Computer Organization and Architecture

95

So, how do I find that out? So, I have A 32 kb direct mapped cache with 128-byte block size, the size of the array is  $512 \times 512$ , 8 bytes each. P1 accesses the array row wise as we just discussed. So, block size is 128 bytes. So, the number of data elements in each block becomes 128 / 8 = 16.

So, my one block or one line contains 128 bytes. And I said that each data element is 8 bytes. So, the number of distinct data elements in each block is given by 128 / 8 = 16. Then the number of blocks required to store all the data will be given by; so, what is the total number of elements I have?  $512 \times 512$  ok.
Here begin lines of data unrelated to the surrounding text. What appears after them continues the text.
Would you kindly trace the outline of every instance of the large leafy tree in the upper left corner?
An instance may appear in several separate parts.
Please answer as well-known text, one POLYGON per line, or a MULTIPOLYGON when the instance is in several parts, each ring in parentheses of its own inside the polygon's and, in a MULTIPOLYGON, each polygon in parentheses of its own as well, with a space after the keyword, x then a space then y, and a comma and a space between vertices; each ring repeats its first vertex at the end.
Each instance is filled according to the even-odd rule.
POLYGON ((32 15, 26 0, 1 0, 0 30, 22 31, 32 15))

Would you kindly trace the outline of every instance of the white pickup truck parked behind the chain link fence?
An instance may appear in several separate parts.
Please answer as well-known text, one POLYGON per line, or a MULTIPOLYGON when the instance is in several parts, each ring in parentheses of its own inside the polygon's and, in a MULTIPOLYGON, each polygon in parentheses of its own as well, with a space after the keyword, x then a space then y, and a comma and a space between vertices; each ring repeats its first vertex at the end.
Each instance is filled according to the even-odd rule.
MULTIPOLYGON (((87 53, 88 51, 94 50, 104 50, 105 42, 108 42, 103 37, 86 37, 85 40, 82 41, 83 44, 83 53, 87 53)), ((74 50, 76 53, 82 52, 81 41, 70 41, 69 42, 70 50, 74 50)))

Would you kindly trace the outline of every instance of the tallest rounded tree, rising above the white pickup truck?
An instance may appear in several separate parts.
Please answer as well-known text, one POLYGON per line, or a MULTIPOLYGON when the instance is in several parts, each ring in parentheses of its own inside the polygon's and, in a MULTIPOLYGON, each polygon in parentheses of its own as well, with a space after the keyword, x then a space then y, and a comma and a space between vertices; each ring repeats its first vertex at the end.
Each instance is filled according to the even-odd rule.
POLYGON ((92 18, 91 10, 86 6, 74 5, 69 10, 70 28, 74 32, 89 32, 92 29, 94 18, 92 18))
So, the number of blocks and I said that so, these are how many elements? The number of elements are  $512 \times 512$ . And in each block I can store 16 elements. So, the number of blocks that will be required to store all my data is given by  $512 \times 512$  by 16; that is,  $2^9$  into  $2^9 / 2^4$ . So,  $2^{18} / 2^4$  which is  $2^{14}$  and  $2^{14} = 16384$  blocks. Now I am accessing for P1, for P1 I am accessing the elements row wise. So, what happens? When I accessed A[0][0], I incurred a miss, and I brought that block of 16, I brought the block of 16 bytes to the sorry, 16 elements to the main memory. I brought in the block of 16 elements.

Now this 16 elements what does it contain? A[0][0] [0][1], [0][2] [0][3] up to [0] [15] ok; now if we see if you if you just go and look back at the at the code for P1, we see that I first access A[0][0], then I acts as 01, I acts as 02, I acts as 03 up to 0 15. So, there will be a miss for 00, but then for from 01 to 0 15 there will be no misses because, all these data has been brought into cache during the first miss on A[0][0]. So, in the number of misses will be equal to the number of blocks as accessed. So, all blocks are required to be accessed at least once, and there will be one miss per block. So, therefore, the number of misses will be 16384 now; however, P2 accesses the array column wise. As I said I access A[0][0] I incur a miss, then I have what I have brought into cache is A[0][1] to A[0][15].

But what do I access next? I access A[j][i]; that means, I am accessing A[1][0] next. A[1][0] is again not in cache and therefore, there will be again another miss in the cache. So, basically if we see all the accesses to the cache will result in misses. So, M2 will be will be the number of misses will be all the accesses, all the accesses will result in misses and it will be given by this value; which is which is  $512 \times 512$ ; that means,  $2^9 \times 2^9$  or  $2^{18}$ . So, this is equal to  $2^{18}$ . This will be the total number of misses. So, M1 is  $2^{14}$  and M2 is  $2^{18}$ .

With this we come to the end of this lecture.